Conward smiled to himself over her unaccustomed violence. Mrs. Hardy must be deeply moved when she forgot to be correct. He had readily surmised the occasion of her distress. It needed no words from Mrs. Hardy to tell him that Irene and Dave were engaged. He had expected it for some time, and the information was not altogether distasteful to him. He had come somewhat under the spell of Irene's attractiveness, but he had no deep attachment for her. He was not aware that he had ever had an abiding attachment for any woman. Attachments were things which he put on and off as readily as a change of clothes. He planned to hit Dave through Irene, but he planned that when he struck it should be a death blow. Their engagement would lend a sharper edge to his shaft.

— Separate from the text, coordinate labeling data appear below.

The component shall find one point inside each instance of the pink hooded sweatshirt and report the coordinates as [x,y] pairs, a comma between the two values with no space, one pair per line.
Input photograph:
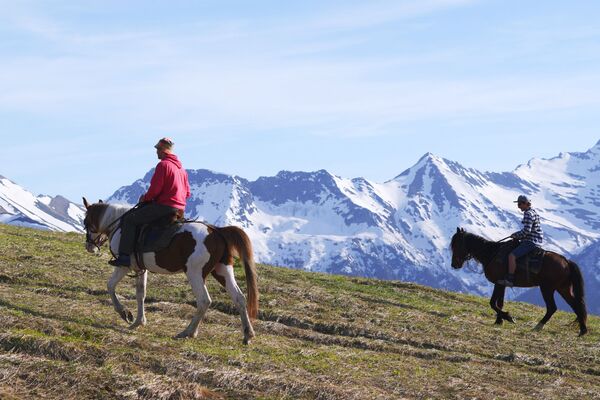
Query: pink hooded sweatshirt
[169,185]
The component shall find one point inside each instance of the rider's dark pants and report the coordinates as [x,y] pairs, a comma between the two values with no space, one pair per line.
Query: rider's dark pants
[143,215]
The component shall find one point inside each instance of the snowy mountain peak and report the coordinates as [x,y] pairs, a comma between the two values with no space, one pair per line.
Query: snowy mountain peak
[20,207]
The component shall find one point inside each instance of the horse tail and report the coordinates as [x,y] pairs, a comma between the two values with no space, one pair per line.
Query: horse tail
[578,291]
[239,243]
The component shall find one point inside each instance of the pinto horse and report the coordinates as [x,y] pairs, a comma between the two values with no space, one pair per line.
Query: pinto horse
[556,274]
[196,249]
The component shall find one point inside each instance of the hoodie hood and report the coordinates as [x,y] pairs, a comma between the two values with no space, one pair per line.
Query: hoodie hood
[173,159]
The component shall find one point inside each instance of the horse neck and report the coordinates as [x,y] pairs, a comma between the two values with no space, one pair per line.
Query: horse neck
[112,213]
[481,249]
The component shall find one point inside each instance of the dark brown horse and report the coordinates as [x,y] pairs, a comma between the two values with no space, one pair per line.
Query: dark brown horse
[556,274]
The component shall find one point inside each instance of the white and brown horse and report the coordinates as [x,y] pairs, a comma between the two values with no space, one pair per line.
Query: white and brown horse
[196,250]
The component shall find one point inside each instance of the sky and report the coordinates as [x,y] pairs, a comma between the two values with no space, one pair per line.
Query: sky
[359,88]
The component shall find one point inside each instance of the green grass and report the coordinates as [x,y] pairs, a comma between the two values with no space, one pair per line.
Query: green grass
[318,337]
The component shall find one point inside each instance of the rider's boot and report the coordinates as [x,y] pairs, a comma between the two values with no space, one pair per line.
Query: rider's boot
[508,281]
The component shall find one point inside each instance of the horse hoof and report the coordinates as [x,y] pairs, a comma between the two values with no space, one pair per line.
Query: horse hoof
[136,325]
[127,316]
[181,335]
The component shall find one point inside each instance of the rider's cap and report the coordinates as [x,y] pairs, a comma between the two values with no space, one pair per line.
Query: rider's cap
[522,199]
[165,143]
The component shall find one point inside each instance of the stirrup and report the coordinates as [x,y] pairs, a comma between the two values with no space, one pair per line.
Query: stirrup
[506,282]
[121,261]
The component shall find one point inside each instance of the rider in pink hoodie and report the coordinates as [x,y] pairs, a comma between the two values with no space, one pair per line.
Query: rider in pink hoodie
[167,194]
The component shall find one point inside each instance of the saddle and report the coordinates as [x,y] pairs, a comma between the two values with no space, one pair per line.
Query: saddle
[530,263]
[157,235]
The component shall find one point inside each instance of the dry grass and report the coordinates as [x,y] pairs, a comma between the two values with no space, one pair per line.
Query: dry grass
[318,337]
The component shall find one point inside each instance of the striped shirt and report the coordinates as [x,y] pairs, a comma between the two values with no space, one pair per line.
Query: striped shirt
[531,227]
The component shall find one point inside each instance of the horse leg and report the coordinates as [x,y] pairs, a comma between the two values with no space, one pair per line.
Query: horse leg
[548,295]
[494,304]
[203,301]
[504,314]
[237,296]
[140,295]
[497,302]
[114,280]
[570,299]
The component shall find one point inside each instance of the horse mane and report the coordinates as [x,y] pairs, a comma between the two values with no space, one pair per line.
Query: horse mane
[112,213]
[481,248]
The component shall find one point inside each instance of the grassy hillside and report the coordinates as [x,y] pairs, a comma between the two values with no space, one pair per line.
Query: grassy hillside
[318,336]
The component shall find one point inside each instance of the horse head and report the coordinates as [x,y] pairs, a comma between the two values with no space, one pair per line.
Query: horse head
[94,236]
[460,254]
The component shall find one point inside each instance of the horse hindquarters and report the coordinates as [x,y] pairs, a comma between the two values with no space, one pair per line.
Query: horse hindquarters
[224,274]
[576,300]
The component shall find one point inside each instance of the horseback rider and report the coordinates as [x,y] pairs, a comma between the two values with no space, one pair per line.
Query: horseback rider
[531,237]
[169,189]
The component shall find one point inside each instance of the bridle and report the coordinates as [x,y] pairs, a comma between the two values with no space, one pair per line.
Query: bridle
[103,237]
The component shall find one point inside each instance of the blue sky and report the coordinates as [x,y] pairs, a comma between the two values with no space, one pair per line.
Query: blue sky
[251,88]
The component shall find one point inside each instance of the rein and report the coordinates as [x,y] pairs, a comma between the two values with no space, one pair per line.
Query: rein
[104,237]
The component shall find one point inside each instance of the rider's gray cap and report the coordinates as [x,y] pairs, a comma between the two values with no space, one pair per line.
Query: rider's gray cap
[522,199]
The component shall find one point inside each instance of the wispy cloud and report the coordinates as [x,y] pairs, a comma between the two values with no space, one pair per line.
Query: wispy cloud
[231,73]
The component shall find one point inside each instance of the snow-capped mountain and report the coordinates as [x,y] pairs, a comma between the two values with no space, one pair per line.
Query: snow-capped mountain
[20,207]
[399,229]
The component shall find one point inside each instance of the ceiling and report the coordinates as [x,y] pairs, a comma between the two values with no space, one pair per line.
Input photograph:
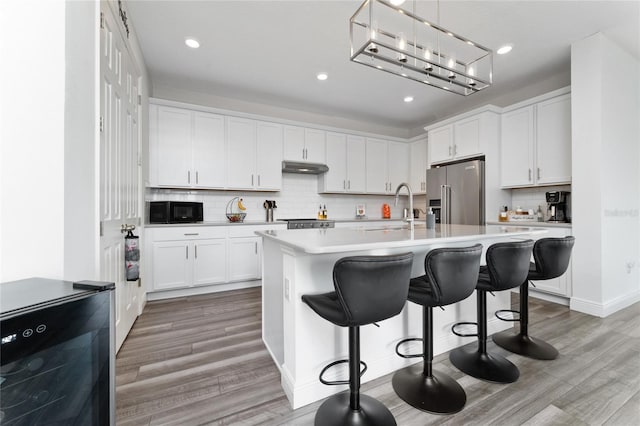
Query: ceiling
[269,52]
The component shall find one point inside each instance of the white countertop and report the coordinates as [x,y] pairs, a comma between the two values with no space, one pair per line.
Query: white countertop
[337,240]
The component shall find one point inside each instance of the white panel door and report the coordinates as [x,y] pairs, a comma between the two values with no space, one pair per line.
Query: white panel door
[356,164]
[244,258]
[208,150]
[209,261]
[119,167]
[336,177]
[241,153]
[553,141]
[376,154]
[517,148]
[171,265]
[174,151]
[269,156]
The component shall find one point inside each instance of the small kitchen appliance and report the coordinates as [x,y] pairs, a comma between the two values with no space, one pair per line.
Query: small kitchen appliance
[174,212]
[269,205]
[559,206]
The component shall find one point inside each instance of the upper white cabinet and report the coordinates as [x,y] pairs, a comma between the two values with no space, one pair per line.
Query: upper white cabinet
[303,144]
[346,161]
[455,141]
[254,155]
[186,148]
[418,166]
[536,144]
[387,165]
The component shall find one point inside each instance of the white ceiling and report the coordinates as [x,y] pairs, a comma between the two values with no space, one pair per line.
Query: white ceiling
[269,52]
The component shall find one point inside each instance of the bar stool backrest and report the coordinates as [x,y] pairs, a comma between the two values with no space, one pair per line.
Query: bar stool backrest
[453,272]
[552,256]
[372,288]
[508,263]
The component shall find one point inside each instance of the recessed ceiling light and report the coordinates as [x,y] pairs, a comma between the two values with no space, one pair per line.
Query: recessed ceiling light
[504,49]
[192,43]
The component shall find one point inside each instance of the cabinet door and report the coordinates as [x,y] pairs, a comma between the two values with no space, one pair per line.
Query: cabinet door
[418,167]
[335,180]
[241,149]
[208,150]
[174,151]
[314,146]
[376,154]
[171,265]
[517,148]
[269,156]
[467,138]
[293,143]
[398,169]
[553,141]
[440,144]
[356,165]
[244,258]
[209,261]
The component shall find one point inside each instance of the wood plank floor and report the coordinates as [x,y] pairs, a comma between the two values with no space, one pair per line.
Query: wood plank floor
[201,361]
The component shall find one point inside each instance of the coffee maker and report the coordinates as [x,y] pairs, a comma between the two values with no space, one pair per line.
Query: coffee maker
[559,206]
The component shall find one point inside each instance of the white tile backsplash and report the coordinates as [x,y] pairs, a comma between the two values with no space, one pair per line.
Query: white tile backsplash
[298,198]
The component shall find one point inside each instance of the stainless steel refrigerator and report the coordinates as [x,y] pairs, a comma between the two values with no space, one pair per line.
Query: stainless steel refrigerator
[455,193]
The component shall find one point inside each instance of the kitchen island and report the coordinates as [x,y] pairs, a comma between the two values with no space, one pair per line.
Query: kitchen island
[297,262]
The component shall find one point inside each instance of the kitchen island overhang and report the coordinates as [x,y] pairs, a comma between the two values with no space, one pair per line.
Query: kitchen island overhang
[297,262]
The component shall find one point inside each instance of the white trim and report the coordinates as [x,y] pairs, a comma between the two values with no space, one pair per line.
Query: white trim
[603,310]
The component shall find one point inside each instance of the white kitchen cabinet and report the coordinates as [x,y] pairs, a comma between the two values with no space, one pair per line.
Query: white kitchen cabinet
[254,155]
[303,144]
[455,141]
[418,166]
[186,148]
[346,161]
[387,165]
[536,144]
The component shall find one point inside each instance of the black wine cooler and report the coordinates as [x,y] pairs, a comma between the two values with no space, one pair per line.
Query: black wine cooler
[57,360]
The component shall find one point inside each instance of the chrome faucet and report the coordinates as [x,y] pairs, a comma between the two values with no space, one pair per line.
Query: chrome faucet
[409,217]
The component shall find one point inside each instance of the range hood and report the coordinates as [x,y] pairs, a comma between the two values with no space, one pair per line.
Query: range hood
[305,168]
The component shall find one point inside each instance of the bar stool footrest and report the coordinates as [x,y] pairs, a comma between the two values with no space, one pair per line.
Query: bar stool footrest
[453,329]
[411,339]
[502,311]
[338,382]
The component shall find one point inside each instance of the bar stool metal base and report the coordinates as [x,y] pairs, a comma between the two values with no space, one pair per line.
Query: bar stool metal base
[337,411]
[525,345]
[438,394]
[485,366]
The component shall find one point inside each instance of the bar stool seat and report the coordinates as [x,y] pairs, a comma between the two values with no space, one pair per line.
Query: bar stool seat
[368,289]
[507,267]
[551,257]
[450,276]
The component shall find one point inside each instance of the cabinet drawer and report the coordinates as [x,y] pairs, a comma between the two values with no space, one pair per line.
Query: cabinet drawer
[188,233]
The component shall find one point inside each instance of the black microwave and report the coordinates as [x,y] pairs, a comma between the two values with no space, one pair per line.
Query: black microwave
[175,212]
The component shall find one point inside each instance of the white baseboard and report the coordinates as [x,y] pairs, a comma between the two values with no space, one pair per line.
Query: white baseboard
[205,289]
[603,310]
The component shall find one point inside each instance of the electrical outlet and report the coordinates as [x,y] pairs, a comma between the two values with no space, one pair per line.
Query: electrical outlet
[287,288]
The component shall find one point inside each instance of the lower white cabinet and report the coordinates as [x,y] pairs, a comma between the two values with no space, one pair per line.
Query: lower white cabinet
[182,257]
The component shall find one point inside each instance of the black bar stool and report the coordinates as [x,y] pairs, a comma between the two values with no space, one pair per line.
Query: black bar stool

It may as well be set down that for Mrs. Hardy Conward had no regard whatever. Even while he shaped soft words for her ear he held her in contempt. To him she was merely a silly old woman. From the day he had first seen Mrs. Hardy his attitude toward her had been one of subtle flattery; partly because it pleased his whim, and partly because on that same day he had seen Irene, and he was shrewd enough to know that his approach to the girl's affections must be made by way of the acquaintanceship which he would establish under the guise of friendship for her mother. Since his trouble with Dave, Conward had a double purpose in developing that acquaintanceship. He had no compunctions as to his method of attack. While Dave was manfully laying siege to the front gate, Conward proposed to burglarize the home through the back door of family intimacy. And now that Dave seemed to have won the prize, Conward realized that his own position was more secure than ever. Had he not been called in consultation by the girl's mother? Were not the inner affairs of the family now laid open before him? Did not his position as her mother's advisor permit him to assume toward Irene an attitude which, in a sense, was more intimate than even Dave's could be? He turned these matters over quickly in his mind, and congratulated himself upon the wisdom of his tactics.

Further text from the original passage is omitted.